Photo by MKLoeffler Photography

Monday, February 21, 2011

Marriage

Marriage. According to Grover, it's when two people get married, and they kiss and hug and live together and help each other. According to God it's when two become one.

Two weeks ago we found out that a couple that was very influential in our lives were calling it quits on their marriage. They are two very Godly people that I've respected for years! They lead in the church they attend. They appeared to have it all together. But they didn't. It really shook Tim and I up. If they can't make it, who can? we thought.

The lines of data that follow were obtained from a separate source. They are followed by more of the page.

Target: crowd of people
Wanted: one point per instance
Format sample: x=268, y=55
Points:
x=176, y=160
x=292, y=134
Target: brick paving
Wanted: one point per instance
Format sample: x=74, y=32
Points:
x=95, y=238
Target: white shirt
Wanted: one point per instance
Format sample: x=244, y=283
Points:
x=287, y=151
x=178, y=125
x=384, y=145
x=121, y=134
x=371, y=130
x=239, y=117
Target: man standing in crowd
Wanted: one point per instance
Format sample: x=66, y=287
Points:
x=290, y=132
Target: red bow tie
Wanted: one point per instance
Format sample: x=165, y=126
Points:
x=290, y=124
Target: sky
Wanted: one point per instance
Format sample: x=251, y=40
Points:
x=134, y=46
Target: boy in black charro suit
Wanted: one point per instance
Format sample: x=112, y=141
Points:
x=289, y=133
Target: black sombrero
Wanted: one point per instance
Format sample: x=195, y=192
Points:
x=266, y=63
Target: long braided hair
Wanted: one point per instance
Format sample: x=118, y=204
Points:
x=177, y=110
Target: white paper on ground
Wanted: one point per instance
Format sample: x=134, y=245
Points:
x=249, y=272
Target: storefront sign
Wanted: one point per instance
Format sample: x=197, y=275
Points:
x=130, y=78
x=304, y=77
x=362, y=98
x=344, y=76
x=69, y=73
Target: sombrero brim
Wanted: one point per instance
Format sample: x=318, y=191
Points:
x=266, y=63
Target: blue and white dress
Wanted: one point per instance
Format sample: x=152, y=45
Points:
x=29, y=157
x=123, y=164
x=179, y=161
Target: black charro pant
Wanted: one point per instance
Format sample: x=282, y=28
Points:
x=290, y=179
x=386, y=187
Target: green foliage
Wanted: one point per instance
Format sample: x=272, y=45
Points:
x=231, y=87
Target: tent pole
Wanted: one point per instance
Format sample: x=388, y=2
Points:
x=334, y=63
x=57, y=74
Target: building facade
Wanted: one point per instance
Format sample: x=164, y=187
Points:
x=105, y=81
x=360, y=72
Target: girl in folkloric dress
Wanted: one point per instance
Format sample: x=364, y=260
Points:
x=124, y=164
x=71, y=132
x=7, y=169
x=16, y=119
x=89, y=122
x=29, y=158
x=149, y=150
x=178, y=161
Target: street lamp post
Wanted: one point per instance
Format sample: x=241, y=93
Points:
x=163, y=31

Around the same time, I started working on a video for last night's "The Gathering: Going To The Chapel" event in which married couples in our church sent me a picture of themselves and the number of years they had been married. It was SO encouraging! Picture after picture came in, years of marriage were stacking up, and many of the people included notes like, "I love him more today than I did when we got married 20 years ago!"

Watch it here:

And last night we had our event, it was a really fun and successful night, and I learned a lot! Tim and I hosted a marriage discussion panel with the Hufty's (our new senior pastor and his wife) and the students texted in questions they wanted answered.

One of the best ones was, "How do you get through arguments?" The Hufty's offered several bits of really helpful advice:
  • Don't use "You" statements (ie: You did such-and-such! You are mean! You hurt me!). Instead, talk about you feel (ie: I felt hurt when..., I don't understand...., etc)
  • Never defend yourself. It's very hard to do, but when you surrender, your spouse will automatically back down simply because you're not fighting back.
  • Only get upset about the things that really matter. (This one actually came from Tim, but I really believe it's helpful and wanted to share it, too!) When you get upset about everything, you will quickly lose your spouse's ear because you're always griping about something! We call it "save your get-upset points" because if you raise a stink about everything (and this goes for all areas of life, not just marriage) then no one listens. It's like crying wolf.
Another great question was, "How do you keep God the center of your relationship?" Pastor Tom said, "Not to be cliche, but it's not a task. I want to sound more profound than this, but I love Jesus and I love Rhonda. I want to help Rhonda love Jesus more. She wants to help me love Jesus more." They both talked about always pointing each other back to the Lord and constantly praying for one another. It's also important to keep Christ the center of your own life. If you and your spouse are totally aligned with God and His will, then your marriage will be right on track!

I hope you all found this as helpful as I did! It was a wonderful time and I wish you all could have been there with us! Now eat, drink (diet coke), and be married!